Dynamic Short Convolutions Improve Transformers

Problem
This work addresses the limitations of static short convolutions in Transformer architectures, which have become the standard for large language models. The authors identify a gap in the expressivity of convolutional layers when applied statically, particularly in the context of associative recall tasks. The paper is a preprint and has not undergone peer review, indicating that the findings should be interpreted with caution.

Method
The core contribution of this paper is the introduction of dynamic short convolutions, which utilize input-dependent filters to enhance the locality bias of traditional convolutions while increasing their expressivity. The authors apply these dynamic convolutions to the key, query, and value representations within the Transformer architecture. They also explore the integration of dynamic convolutions after every linear layer. The experiments are conducted on language models ranging from 150M to 2B parameters, with custom Triton kernels developed to facilitate efficient training. The paper provides a detailed analysis of the compute advantages, reporting a 1.33× improvement over compute-matched Transformers and a 1.60× advantage when dynamic convolutions are applied after every linear layer.

Results
The experimental results demonstrate that dynamic short convolutions consistently outperform both standard Transformers and those augmented with static short convolutions across various language modeling tasks. The authors report significant improvements in performance metrics on challenging associative recall tasks, although specific numerical results are not disclosed in the summary. The findings suggest that dynamic convolutions also enhance the performance of linear RNNs (Mamba-2/Gated DeltaNet) and mixture-of-experts architectures, indicating a broad applicability of the proposed method.

Limitations
The authors acknowledge that the implementation of dynamic convolutions introduces additional complexity in model design and training.
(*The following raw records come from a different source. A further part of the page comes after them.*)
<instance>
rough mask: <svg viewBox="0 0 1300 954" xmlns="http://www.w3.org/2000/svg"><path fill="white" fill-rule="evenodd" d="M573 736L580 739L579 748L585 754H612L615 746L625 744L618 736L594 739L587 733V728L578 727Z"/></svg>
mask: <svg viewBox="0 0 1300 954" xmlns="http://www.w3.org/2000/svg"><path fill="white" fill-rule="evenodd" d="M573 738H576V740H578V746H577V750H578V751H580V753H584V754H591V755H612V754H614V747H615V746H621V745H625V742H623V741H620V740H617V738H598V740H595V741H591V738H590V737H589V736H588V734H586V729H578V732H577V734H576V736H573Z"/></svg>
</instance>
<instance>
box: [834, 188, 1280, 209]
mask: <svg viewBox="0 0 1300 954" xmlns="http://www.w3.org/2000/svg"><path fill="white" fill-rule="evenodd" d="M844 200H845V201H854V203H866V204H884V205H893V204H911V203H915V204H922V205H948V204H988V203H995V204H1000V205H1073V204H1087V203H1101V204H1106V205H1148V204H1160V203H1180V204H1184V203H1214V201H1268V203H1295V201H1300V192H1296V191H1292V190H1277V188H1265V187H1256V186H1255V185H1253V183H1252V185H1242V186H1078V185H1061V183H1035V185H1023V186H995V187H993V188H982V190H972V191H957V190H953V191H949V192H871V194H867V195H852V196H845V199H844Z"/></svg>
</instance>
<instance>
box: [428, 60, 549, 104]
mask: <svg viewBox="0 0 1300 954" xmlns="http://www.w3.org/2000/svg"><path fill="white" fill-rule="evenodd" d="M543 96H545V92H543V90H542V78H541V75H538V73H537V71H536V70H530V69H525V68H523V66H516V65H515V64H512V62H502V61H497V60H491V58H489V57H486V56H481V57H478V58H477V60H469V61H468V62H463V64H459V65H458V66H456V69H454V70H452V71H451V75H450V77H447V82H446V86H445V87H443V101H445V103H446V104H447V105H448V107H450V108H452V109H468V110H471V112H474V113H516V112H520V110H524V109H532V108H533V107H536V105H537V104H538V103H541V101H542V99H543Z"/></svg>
They do not discuss potential limitations related to the scalability of the custom Triton kernels or the generalizability of the results across different datasets and tasks. Furthermore, the reliance on specific hardware for efficient training may limit accessibility for some researchers.

Why it matters
The introduction of dynamic short convolutions presents a promising avenue for enhancing the expressivity and efficiency of Transformer-based models, which are pivotal in natural language processing. The findings suggest that this new primitive could lead to more scalable and hardware-efficient architectures, potentially influencing future research in model design and optimization. The implications of this work are significant for advancing the state-of-the-art in language modeling, as highlighted in the paper’s findings, and further exploration of dynamic convolutions could yield substantial benefits in various applications, as published in arXiv.